Here is the latest as reported by Kathleen Gallagher of the Milwuake Journal Sentinel:
"Stem cell pioneer James Thomson and two others have started a second company that aims to grow platelets and red blood cells from embryonic stem cells.
"The company, called Stem Cell Products Inc., believes it has a chance to be among the first in the world to bring an embryonic stem cell-related therapeutic to market."
Gallagher said that the state of Wisconsin has given $1 million in grants and loans to the firm, which was co-founded by University of Wisconsin-Madison researchers Igor Slukvin and Dong Chen and venture capital firm Tactics II Ventures.

Wisconsin-California relations also surfaced in a piece by Cathy Tran in The Scientist magazine. The article was a wrapup of the WARF patent flap.

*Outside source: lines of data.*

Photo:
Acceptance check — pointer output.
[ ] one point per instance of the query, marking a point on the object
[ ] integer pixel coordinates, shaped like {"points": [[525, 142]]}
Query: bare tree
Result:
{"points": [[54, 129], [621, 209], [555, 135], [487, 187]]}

But it also had some interesting tidbits.

Tran wrote:
"(California stem cell scientist Jeanne) Loring said the first person to isolate human stem cells was Ariff Bongso at the National University of Singapore in 1994.

"That begs the question why, if the leap to cultivating human stem cells was an obvious one, it wasn't done sooner. Bongso told The Scientist that the scientific community seemed disinterested in the discovery, and so he did not pursue the research further.

"Loring said the first human embryonic stem cell line wasn't created until 1998 in part because the National Institutes of Health did not fund research on human embryos before 2001, which made it 'pretty close to impossible' for any U.S. academic lab to derive human embryonic stem cells. In addition, it was 'not easy to find an in vitro fertilization clinic that wanted to go to the trouble of providing embryos for this research.'

"Thomson, however, maintains that his discovery was far from obvious. 'In the early 1990s, when we started this work, it was not at all clear that the isolation of human embryonic stem cells was really possible, as other groups had tried and failed,' he told The Scientist in an email.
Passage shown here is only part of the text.